La spinta, la caduta, la morte del vicino: in carcere lo “stalker di via Marzotto”
Il palazzo dove ha avuto luogo la tragedia e Salvatore Riccobene, il 91enne intervenuto per salvare una vicina e poi morto
Articolo: Mortara, Giorgio Labarbuta e la morte del 90enne spintonato: lo 'stalker di via Marzotto' torna in carcere
Mortara (Pavia) – Era già ai domiciliari per atti persecutori, è finito in carcere per l’ancor più pesante accusa di omicidio preterintenzionale dopo la morte di Salvatore Riccobene, 91enne, finito in ospedale e poi deceduto a seguito delle lesioni riportate nella caduta provocata dall’uomo che aveva aggredito una vicina di casa, difesa dall’anziano. È stato quindi nuovamente arrestato dai carabinieri Giorgio Labarbuta, 51enne di Mortara, raggiunto dai militari della sezione operativa di Vigevano al domicilio, in provincia di Como, dove era già sottoposto alla detenzione domiciliare per gli altri reati di cui è accusato, legati alla violenza di genere. L’uomo è infatti considerato ‘lo stalker di via Marzotto’, a Mortara.
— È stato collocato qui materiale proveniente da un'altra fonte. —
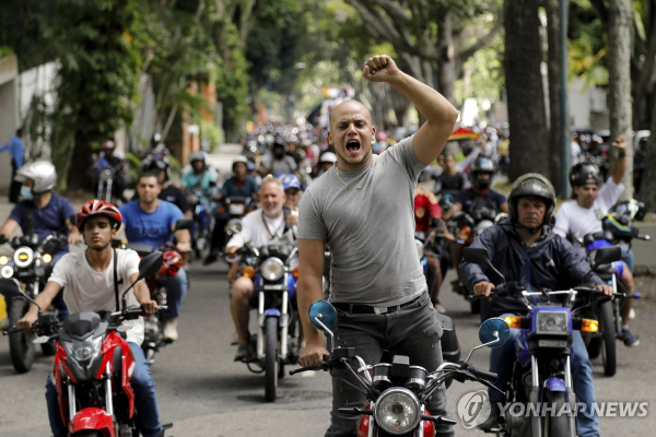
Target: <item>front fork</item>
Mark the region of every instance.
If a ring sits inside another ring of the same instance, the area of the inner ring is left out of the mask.
[[[286,277],[286,276],[285,276]],[[289,292],[282,292],[282,305],[280,310],[280,351],[279,358],[284,359],[288,356],[288,330],[289,330]],[[257,357],[262,359],[265,357],[265,320],[267,315],[265,311],[265,293],[260,292],[258,296],[258,308],[257,314],[259,316],[258,326],[259,334],[257,335]]]

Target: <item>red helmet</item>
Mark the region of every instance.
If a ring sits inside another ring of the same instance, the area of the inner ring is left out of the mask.
[[[163,276],[175,276],[183,267],[183,257],[175,250],[166,250],[163,256],[162,267],[157,274]]]
[[[78,231],[82,232],[84,222],[92,217],[107,217],[109,222],[116,223],[117,226],[122,223],[122,215],[120,215],[118,208],[104,200],[90,200],[82,205],[75,217]]]

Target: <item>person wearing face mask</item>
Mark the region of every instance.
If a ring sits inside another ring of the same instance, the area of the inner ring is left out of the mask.
[[[260,162],[260,174],[262,176],[271,174],[273,176],[284,173],[294,173],[298,166],[294,158],[286,154],[286,145],[282,138],[276,137],[271,153],[265,155]]]
[[[68,234],[69,245],[78,244],[80,233],[69,218],[75,214],[73,204],[52,192],[57,184],[55,166],[47,161],[30,163],[19,168],[16,180],[23,184],[23,200],[16,203],[0,227],[0,237],[9,238],[20,227],[23,235],[36,234],[42,240],[52,233],[63,232]],[[68,245],[56,248],[50,265],[55,265],[68,251]],[[55,306],[60,318],[68,316],[61,296],[55,299]]]
[[[282,182],[273,176],[262,179],[259,192],[261,208],[244,216],[243,229],[235,234],[225,248],[227,256],[234,257],[237,249],[250,241],[259,248],[289,231],[289,211],[284,208],[285,194]],[[233,262],[227,273],[227,282],[233,284],[230,310],[237,330],[237,353],[235,362],[248,361],[255,356],[248,332],[248,312],[257,305],[257,294],[253,280],[237,276],[239,262]]]

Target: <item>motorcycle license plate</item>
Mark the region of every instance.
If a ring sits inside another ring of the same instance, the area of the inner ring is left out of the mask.
[[[246,211],[246,205],[244,203],[233,203],[229,209],[229,212],[232,215],[244,215],[244,211]]]
[[[566,340],[538,340],[538,346],[540,347],[567,347]]]

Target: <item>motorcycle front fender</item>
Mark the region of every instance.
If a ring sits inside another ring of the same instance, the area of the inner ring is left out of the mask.
[[[68,428],[71,435],[81,430],[96,429],[103,430],[105,436],[116,436],[114,434],[114,417],[105,410],[93,406],[80,410],[69,422]]]

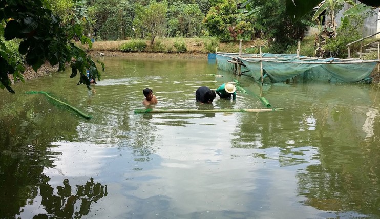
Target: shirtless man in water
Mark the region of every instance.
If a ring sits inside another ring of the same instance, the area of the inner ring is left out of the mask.
[[[145,106],[154,105],[157,104],[157,98],[153,95],[153,91],[150,88],[145,88],[142,90],[142,93],[145,96],[145,99],[142,101],[142,104]]]

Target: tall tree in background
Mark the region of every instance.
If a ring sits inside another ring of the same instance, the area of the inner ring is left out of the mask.
[[[136,33],[144,37],[147,34],[153,45],[156,37],[164,35],[166,31],[167,3],[152,2],[149,5],[136,8],[133,25]]]
[[[133,34],[132,23],[135,16],[134,1],[93,0],[94,32],[99,39],[125,39]]]
[[[175,2],[167,10],[167,35],[194,37],[200,36],[204,16],[196,4]]]
[[[244,34],[250,35],[253,29],[246,19],[243,14],[238,12],[235,1],[224,0],[211,8],[204,21],[212,35],[226,41],[236,40]]]
[[[262,7],[252,17],[256,37],[271,42],[275,46],[273,52],[279,53],[304,37],[306,26],[290,19],[284,4],[285,0],[256,0],[249,3],[250,8]]]

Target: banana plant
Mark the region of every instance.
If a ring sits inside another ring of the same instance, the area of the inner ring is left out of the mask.
[[[380,1],[378,0],[358,1],[361,3],[359,3],[358,7],[362,7],[361,6],[363,4],[368,6],[380,7]],[[354,4],[352,4],[352,0],[346,0],[345,2],[353,5]],[[299,20],[322,2],[322,0],[285,0],[286,11],[291,18],[294,20]]]

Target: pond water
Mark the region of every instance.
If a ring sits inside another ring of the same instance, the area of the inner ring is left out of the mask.
[[[102,61],[90,91],[70,70],[0,91],[2,218],[380,218],[376,87],[262,86],[207,59]],[[196,104],[198,87],[234,79],[247,92],[236,101]],[[262,96],[284,110],[135,114],[146,87],[156,109],[265,108]]]

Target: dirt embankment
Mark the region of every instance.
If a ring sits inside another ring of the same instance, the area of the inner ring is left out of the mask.
[[[93,57],[100,56],[130,57],[146,58],[180,58],[180,59],[204,59],[207,58],[207,54],[201,51],[202,48],[194,46],[196,43],[188,46],[188,52],[184,53],[124,53],[119,51],[119,47],[126,41],[101,41],[93,44],[91,50],[88,53]],[[33,70],[31,66],[26,67],[23,76],[25,80],[37,77],[49,75],[58,70],[58,66],[52,67],[49,63],[43,64],[37,72]],[[13,83],[13,76],[10,75]]]

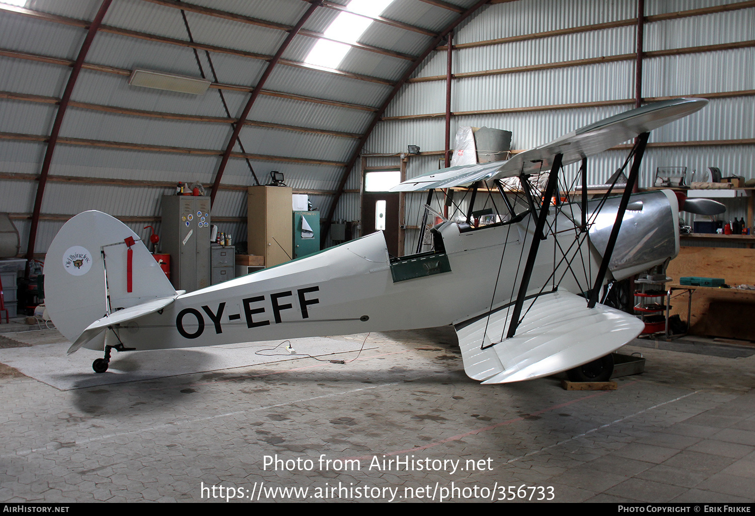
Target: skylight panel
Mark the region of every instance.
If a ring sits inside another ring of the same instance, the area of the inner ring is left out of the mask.
[[[325,68],[337,68],[351,48],[349,45],[356,43],[372,23],[372,20],[365,17],[378,16],[393,2],[393,0],[351,0],[346,8],[352,12],[342,11],[338,14],[323,32],[323,35],[328,39],[319,39],[310,51],[304,63]],[[358,16],[359,14],[362,16]]]

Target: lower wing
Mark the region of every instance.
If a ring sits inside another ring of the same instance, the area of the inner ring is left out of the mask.
[[[569,292],[541,294],[528,310],[525,303],[524,318],[510,339],[503,339],[510,322],[507,306],[455,324],[464,371],[482,383],[541,378],[608,355],[644,328],[633,315],[587,305]]]

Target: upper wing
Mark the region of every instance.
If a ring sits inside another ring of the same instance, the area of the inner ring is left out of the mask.
[[[654,102],[586,125],[550,143],[516,154],[507,161],[445,168],[405,181],[391,191],[449,188],[481,180],[544,172],[550,170],[553,158],[558,154],[562,155],[563,166],[575,163],[631,140],[638,134],[691,115],[704,107],[707,102],[705,99],[672,99]]]
[[[490,179],[495,175],[506,161],[475,163],[458,165],[431,172],[424,176],[404,181],[390,189],[391,192],[416,192],[431,188],[449,188],[466,185],[481,180]]]
[[[645,327],[637,318],[562,290],[538,297],[516,335],[499,340],[507,310],[455,324],[464,371],[483,383],[541,378],[592,361],[624,346]],[[482,349],[483,338],[485,349]]]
La duplice vicenda che lo ha fatto finire nei guai con la giustizia è emersa in tutta la sua drammaticità nel pomeriggio dello scorso 29 settembre. Nello stabile in cui abitavano tutti i protagonisti della vicenda erano infatti intervenuti i soccorsi sanitari e i carabinieri per quella che sembrava una lite condominiale. Mentre il 91enne era stato trasportato con l’ambulanza in ospedale, i militari ricostruivano l’accaduto e la donna 56enne denunciava non solo l’ultima aggressione subìta, ma anche una lunga serie di precedenti episodi: insulti, provocazioni, appostamenti, con una progressiva paura della donna a uscire da sola o a rientrare a casa. In quel pomeriggio di fine settembre, le urla della vittima avevano provocato l’intervento sul pianerottolo del 91enne e anche della moglie, non per la prima volta in difesa della vicina.
Spintonato e finito a terra
Il coraggioso intervento dell’anziano non aveva però ottenuto il risultato di placare la violenza e anzi lui stesso era diventato vittima, spintonato e finito a terra, con conseguenze gravi. Il presunto responsabile, subito individuato e identificato, era stato inizialmente indagato per lesioni personali. Purtroppo però le condizioni dell’anziano, solo per qualche giorno rimaste stabili, erano poi peggiorate, fino al decesso sopraggiunto in ospedale il 20 ottobre, considerato una conseguenza delle ferite riportate nella caduta a terra durante la colluttazione con il 51enne, la cui posizione si era dunque aggravata con la modifica dell’ipotesi di reato a suo carico, diventata nel nuovo capo d’accusa provissorio quella di omicidio preteintenzionale.
Parallelamente, era proseguito anche l’iter della denuncia sporta dalla vicina di casa 56enne, con il quadro accusatorio nei confronti del 51enne che aveva portato la Procura di Pavia a chiedere e ottenere dal Gip l’ordinanza di custodia cautelare in carcere per atti persecutori, eseguita alla fine dello scorso novembre. Dopo l’arresto e un primo periodo in cella a Torre del Gallo, l’indagato aveva ottenuto gli arresti domiciliari, ovviamente non nella sua casa in via Marzotto a Mortara ma a debita distanza della vittima degli atti persecutori, individuando un domicilio in provincia di Como. Ora il nuovo arresto, per l’omicidio preterintenzionale del 91enne.